Storage Conditions and Expiry Date of Ritlecitinib

Storage Conditions and Expiry Date of Ritlecitinib

Always store ritlecitinib in a place where children cannot see or reach it to avoid accidental ingestion. Do not use the medicine after the expiry date (EXP) stated on the packaging. The expiry date refers to the last day of that month; expired medicine may become ineffective or toxic. This medicine does not have special temperature storage requirements, meaning it can be stored at room temperature. However, to protect the medicine from light, always keep it in its original packaging (such as the carton or original container). When you need to dispose of expired or unused medicine residues, consult a pharmacist for proper disposal methods. To protect the environment, never flush medicine residues down the sink, toilet, or throw them directly into ordinary household waste.

Management of Abnormal Liver Function and Elevated Creatine Kinase

During treatment with ritlecitinib, two common laboratory abnormalities may appear in blood tests: elevated liver enzymes (ALT and AST) and elevated creatine kinase. Elevated liver enzymes usually indicate some degree of liver cell irritation or damage. If your liver enzyme levels are only mildly elevated (less than 2 to 3 times the upper limit of normal), your doctor may recommend continuing the medicine with increased monitoring. However, if severe elevation occurs or is accompanied by symptoms such as fatigue, nausea, jaundice (yellowing of the skin or eyes), or dark urine, your doctor may ask you to temporarily stop taking ritlecitinib and investigate further. On the other hand, creatine kinase is mainly found in skeletal muscle; its elevation may be associated with muscle inflammation or injury.
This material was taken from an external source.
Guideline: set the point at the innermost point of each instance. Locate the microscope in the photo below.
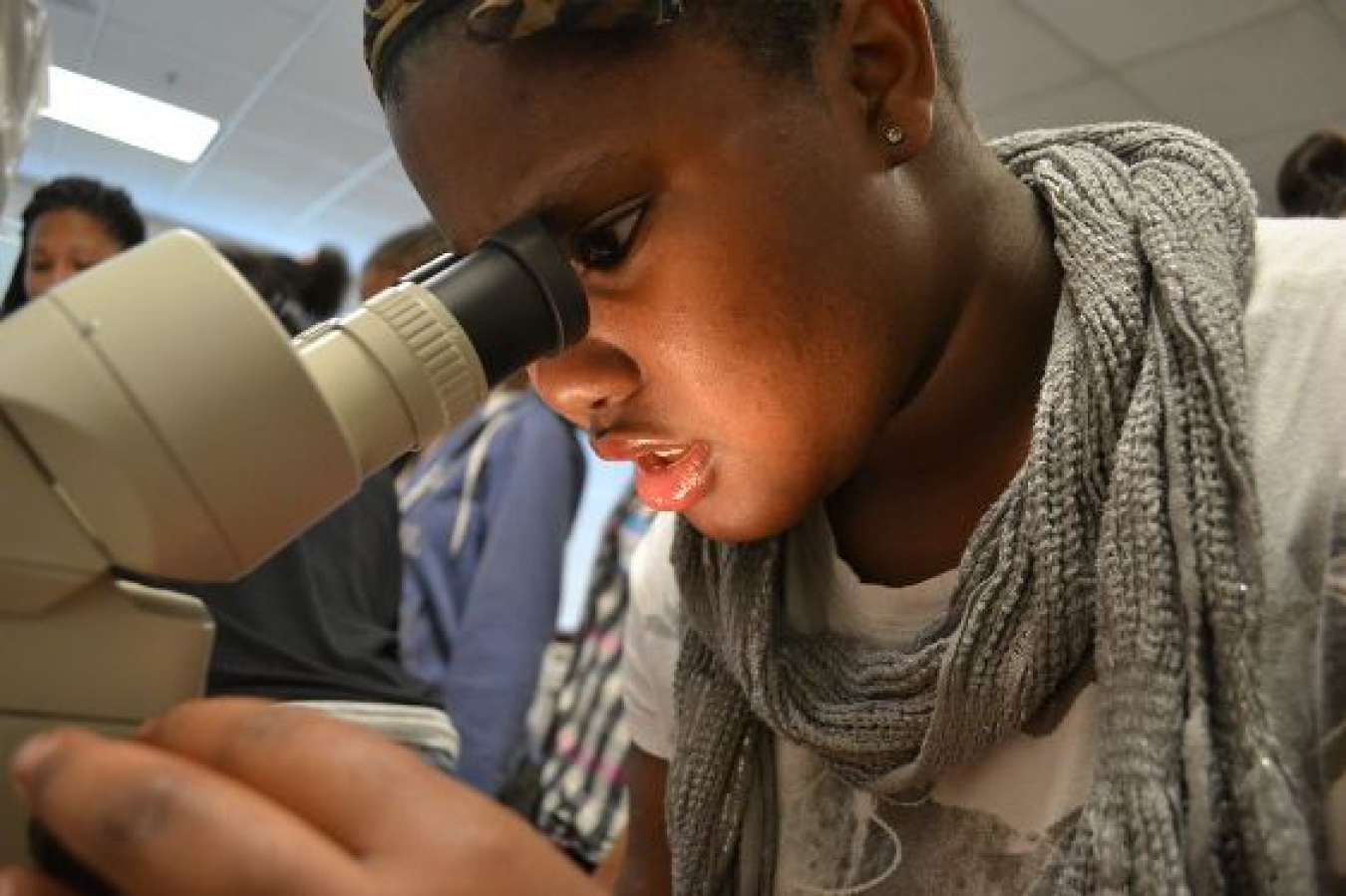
(157, 420)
In most cases, mild creatine kinase elevation does not cause clinical symptoms. However, if you experience unexplained muscle pain, tenderness, or weakness, especially with abnormal urine color (tea-colored urine), inform your doctor immediately. During treatment with ritlecitinib, avoid excessive strenuous physical activity to prevent interference with test result interpretation.
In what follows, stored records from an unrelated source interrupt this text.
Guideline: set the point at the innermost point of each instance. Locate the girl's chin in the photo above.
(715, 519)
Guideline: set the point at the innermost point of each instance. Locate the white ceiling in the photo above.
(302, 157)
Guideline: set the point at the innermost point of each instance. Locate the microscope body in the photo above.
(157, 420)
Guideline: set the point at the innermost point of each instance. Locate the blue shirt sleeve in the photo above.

Use of Ritlecitinib in Special Populations

The prescribing information clearly states that you should not breastfeed during treatment with ritlecitinib. The main reason for this recommendation is that it is currently unknown whether ritlecitinib passes into human milk, and if so, whether it would cause adverse effects in the nursing infant. Given the mechanism of action of this medicine (JAK kinase inhibition), which may affect the developing immune system and hematopoietic function of an infant, the risk is potential and not negligible. Therefore, if you are breastfeeding or planning to resume breastfeeding, you and your doctor need to make a careful decision: either stop ritlecitinib to continue breastfeeding, or completely stop breastfeeding during treatment. If you choose to continue treatment, you should wait at least one month after the last dose (considering the time for complete elimination of the medicine from the body) before resuming breastfeeding. During this period, you may stockpile breast milk in advance or use formula milk as an alternative. Do not switch back and forth between breastfeeding and taking the medicine without consulting your doctor.